Despite praise for its graphics and sound, Iridion 3D was received poorly by critics; the game received 53% and 57% ratings on review aggregate web sites Metacritic and Game Rankings, respectively.
The graphics were almost universally praised. Andrew Bub of GameSpy asserted that Nintendo should have used Iridion to advertise the Game Boy Advance, as it took full advantage of the system's power. A year after its release, TechTV's Miguel Concepcion argued it was still the best-looking game for the system. Miguel Lopez of GameSpot lauded the graphics, writing that "while it's ultimately all smoke and mirrors, Iridions world is richly detailed, has remarkable depth, and is unbelievably fluid. It's often hard to tell if the game's backgrounds are composed of streaming full motion video or just some really fancy math-powered 2D bitmaps."
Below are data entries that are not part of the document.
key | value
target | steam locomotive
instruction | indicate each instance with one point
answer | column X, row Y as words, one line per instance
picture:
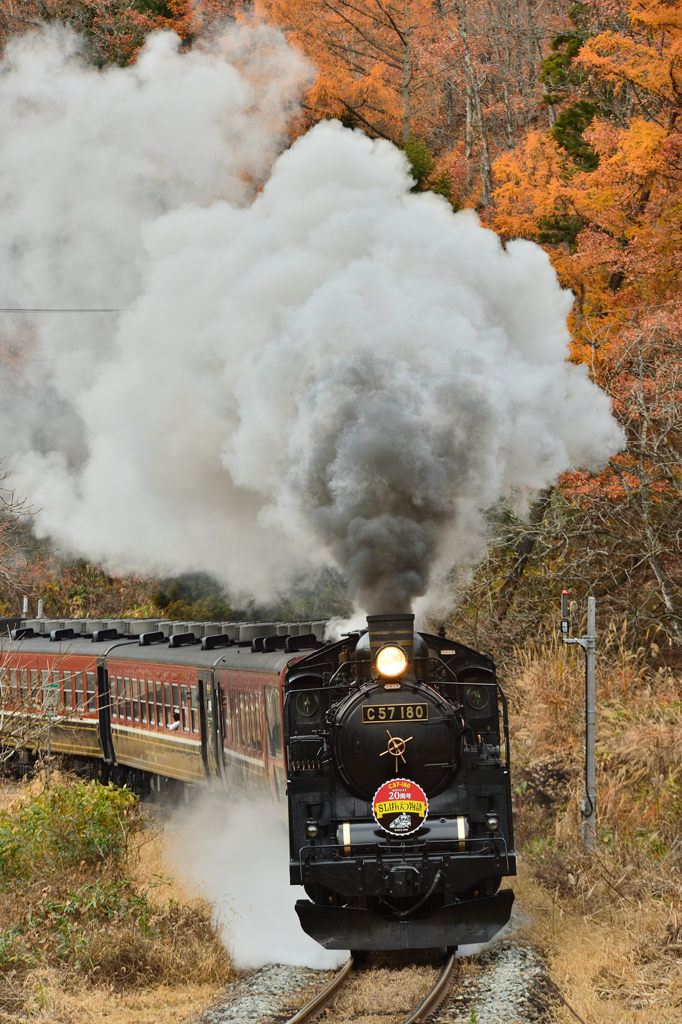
column 399, row 800
column 389, row 749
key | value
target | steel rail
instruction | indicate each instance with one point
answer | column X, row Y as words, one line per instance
column 435, row 996
column 322, row 997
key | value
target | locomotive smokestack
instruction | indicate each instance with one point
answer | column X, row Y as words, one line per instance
column 397, row 629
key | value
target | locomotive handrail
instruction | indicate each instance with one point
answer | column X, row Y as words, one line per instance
column 378, row 850
column 505, row 726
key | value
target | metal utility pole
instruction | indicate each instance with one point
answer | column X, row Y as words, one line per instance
column 589, row 645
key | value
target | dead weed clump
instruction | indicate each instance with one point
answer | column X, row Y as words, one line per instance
column 611, row 919
column 74, row 908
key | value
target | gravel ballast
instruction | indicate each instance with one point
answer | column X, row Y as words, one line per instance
column 509, row 985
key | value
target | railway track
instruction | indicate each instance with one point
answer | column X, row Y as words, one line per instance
column 426, row 1008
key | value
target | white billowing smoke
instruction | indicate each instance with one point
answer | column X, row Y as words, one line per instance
column 334, row 370
column 238, row 858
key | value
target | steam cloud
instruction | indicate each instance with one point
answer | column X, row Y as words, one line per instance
column 238, row 857
column 334, row 369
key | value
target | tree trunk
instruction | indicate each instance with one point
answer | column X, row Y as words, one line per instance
column 523, row 551
column 407, row 82
column 472, row 85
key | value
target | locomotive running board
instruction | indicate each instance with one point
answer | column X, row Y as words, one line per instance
column 454, row 925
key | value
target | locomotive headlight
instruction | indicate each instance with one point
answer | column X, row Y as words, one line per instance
column 391, row 662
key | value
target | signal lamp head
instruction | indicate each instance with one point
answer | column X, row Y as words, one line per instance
column 391, row 662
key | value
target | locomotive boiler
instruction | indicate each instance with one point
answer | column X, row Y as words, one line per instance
column 398, row 790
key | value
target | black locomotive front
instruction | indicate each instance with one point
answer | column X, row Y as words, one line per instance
column 399, row 803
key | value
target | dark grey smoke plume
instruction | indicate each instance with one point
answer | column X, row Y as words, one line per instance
column 335, row 370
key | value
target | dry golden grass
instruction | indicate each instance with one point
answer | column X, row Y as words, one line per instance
column 609, row 921
column 166, row 965
column 372, row 994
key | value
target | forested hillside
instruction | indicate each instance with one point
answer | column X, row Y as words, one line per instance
column 557, row 123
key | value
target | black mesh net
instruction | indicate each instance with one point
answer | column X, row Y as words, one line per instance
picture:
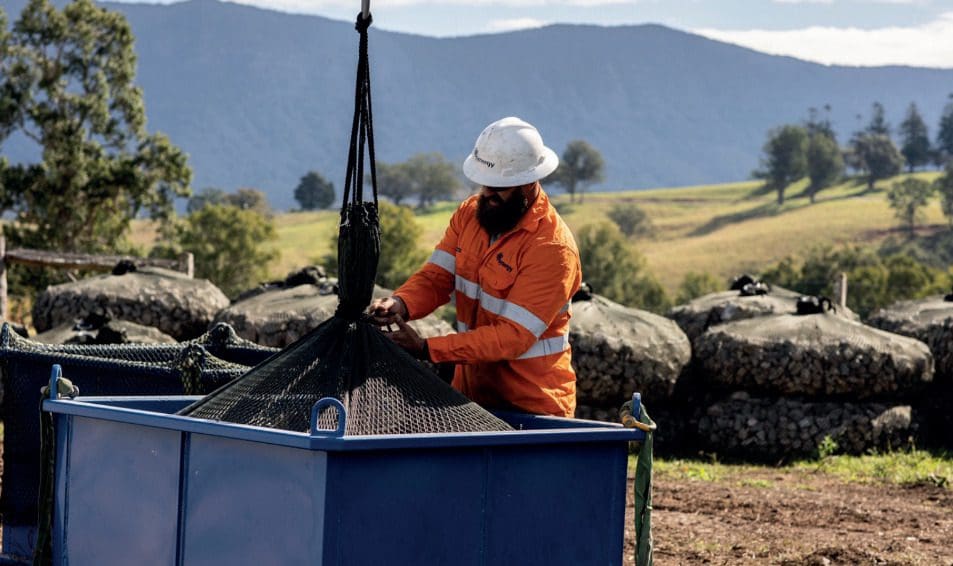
column 122, row 369
column 383, row 389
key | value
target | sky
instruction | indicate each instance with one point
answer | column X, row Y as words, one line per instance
column 839, row 32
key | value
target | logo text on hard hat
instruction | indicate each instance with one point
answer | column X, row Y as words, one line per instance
column 476, row 157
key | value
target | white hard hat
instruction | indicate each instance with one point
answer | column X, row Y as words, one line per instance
column 508, row 153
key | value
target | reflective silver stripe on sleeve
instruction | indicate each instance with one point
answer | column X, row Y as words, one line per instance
column 513, row 312
column 444, row 260
column 546, row 347
column 468, row 288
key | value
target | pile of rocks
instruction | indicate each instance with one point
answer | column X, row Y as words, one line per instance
column 277, row 317
column 617, row 350
column 175, row 304
column 699, row 314
column 929, row 320
column 109, row 332
column 796, row 372
column 815, row 355
column 782, row 428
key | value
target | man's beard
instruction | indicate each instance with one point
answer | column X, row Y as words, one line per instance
column 504, row 216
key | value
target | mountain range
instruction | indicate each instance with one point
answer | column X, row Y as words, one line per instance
column 258, row 98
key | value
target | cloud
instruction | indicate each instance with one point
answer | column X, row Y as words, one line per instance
column 515, row 24
column 927, row 45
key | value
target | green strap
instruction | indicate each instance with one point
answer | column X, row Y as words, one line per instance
column 643, row 496
column 43, row 551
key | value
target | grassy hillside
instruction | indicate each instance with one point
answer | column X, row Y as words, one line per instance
column 723, row 229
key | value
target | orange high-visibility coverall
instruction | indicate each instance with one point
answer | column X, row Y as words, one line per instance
column 513, row 308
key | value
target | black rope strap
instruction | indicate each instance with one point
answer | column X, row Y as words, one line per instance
column 359, row 231
column 362, row 126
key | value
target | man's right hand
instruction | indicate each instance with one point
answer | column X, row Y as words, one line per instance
column 385, row 311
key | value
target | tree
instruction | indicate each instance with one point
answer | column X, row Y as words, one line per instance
column 631, row 220
column 230, row 245
column 428, row 176
column 907, row 198
column 617, row 271
column 314, row 192
column 878, row 125
column 876, row 156
column 433, row 178
column 400, row 256
column 394, row 182
column 944, row 186
column 785, row 158
column 207, row 196
column 581, row 165
column 695, row 285
column 915, row 141
column 825, row 164
column 249, row 199
column 944, row 136
column 66, row 82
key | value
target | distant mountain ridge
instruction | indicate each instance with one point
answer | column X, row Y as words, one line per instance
column 258, row 98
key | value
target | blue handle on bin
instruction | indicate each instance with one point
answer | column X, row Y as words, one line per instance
column 316, row 410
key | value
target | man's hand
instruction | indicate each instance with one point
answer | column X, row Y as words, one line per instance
column 407, row 338
column 384, row 312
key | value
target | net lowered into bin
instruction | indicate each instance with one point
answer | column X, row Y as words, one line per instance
column 383, row 389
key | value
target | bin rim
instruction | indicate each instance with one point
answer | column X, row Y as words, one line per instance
column 534, row 429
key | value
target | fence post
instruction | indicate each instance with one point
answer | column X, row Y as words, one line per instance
column 840, row 291
column 3, row 278
column 187, row 264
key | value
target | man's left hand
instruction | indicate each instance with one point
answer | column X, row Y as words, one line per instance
column 407, row 338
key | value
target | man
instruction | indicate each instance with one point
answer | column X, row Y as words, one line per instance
column 511, row 266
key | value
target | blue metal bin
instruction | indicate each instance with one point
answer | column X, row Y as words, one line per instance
column 137, row 484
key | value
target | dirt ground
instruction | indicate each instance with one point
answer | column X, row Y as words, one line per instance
column 794, row 517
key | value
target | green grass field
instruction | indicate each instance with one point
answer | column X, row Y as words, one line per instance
column 899, row 467
column 722, row 229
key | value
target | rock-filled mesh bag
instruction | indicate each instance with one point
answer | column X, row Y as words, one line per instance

In contrast to praise for Iridions graphics, its actual gameplay was generally panned. IGN's Craig Harris wrote that "Shin'en's shooter for the Game Boy Advance will impress with all its effects, but that's about it." He noted that the player is limited to shooting and dodging, making gameplay repetitive. Harris and Concepcion complained that on a small screen distances are hard to judge; the player's ship is hit by bullets that appear to be in the distance. Bub and Game Informers Jay Fitzloff criticized the craft placement, as the player's view was often obscured by their own ship. Lopez also gave Iridion low marks, warning that "after the initial 'wow' wears off, you'll be stuck with an empty experience." Edge observed that Iridion is "a sweet number that will entertain, if only for a week or so". Allgame's Skyler Miller said Iridion 3D was nothing more than a technology demo and awarded it two out of five stars. A more positive review came from GamePro, whose reviewer summed up his experience by writing that "if you're looking for some classic shooter action on your new GBA, Iridion 3D will fit the bill nicely without blowing you away."
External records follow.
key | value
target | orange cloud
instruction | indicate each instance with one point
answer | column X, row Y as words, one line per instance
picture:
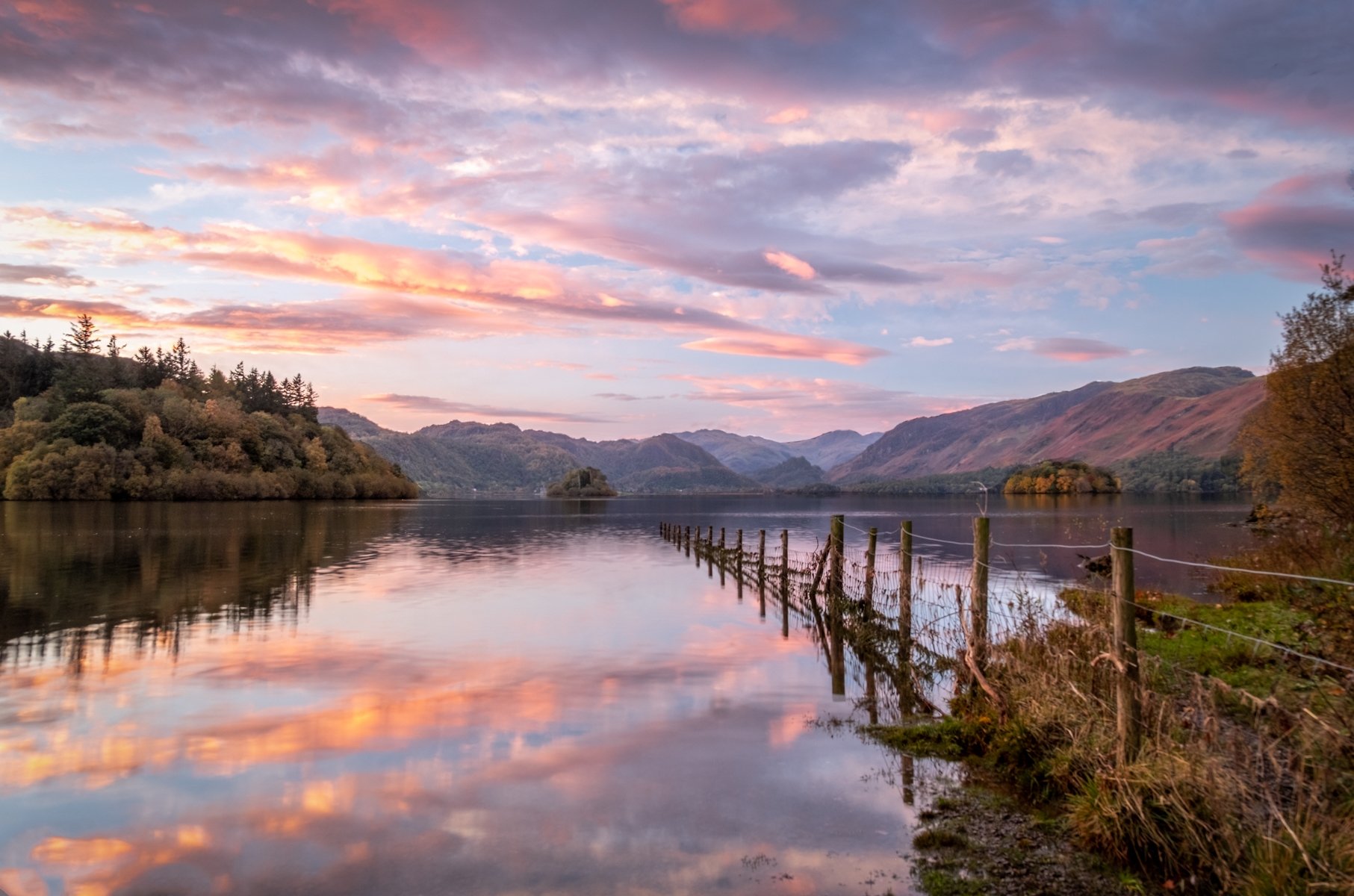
column 789, row 346
column 734, row 16
column 458, row 291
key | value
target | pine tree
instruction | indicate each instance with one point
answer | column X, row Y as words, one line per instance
column 81, row 337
Positive comments were usually directed at sound; WiredLounge.com said that "The soundtrack is an instant classic, maybe even one of the best shooter scores ever." Concepcion noted that the game's mood-fitting "high energy techno" was an oddity coming from a German game company. Despite poor reviews, Shin'en's Manfred Linzner felt that Iridion 3D was the best game for the Game Boy Advance without licensed characters.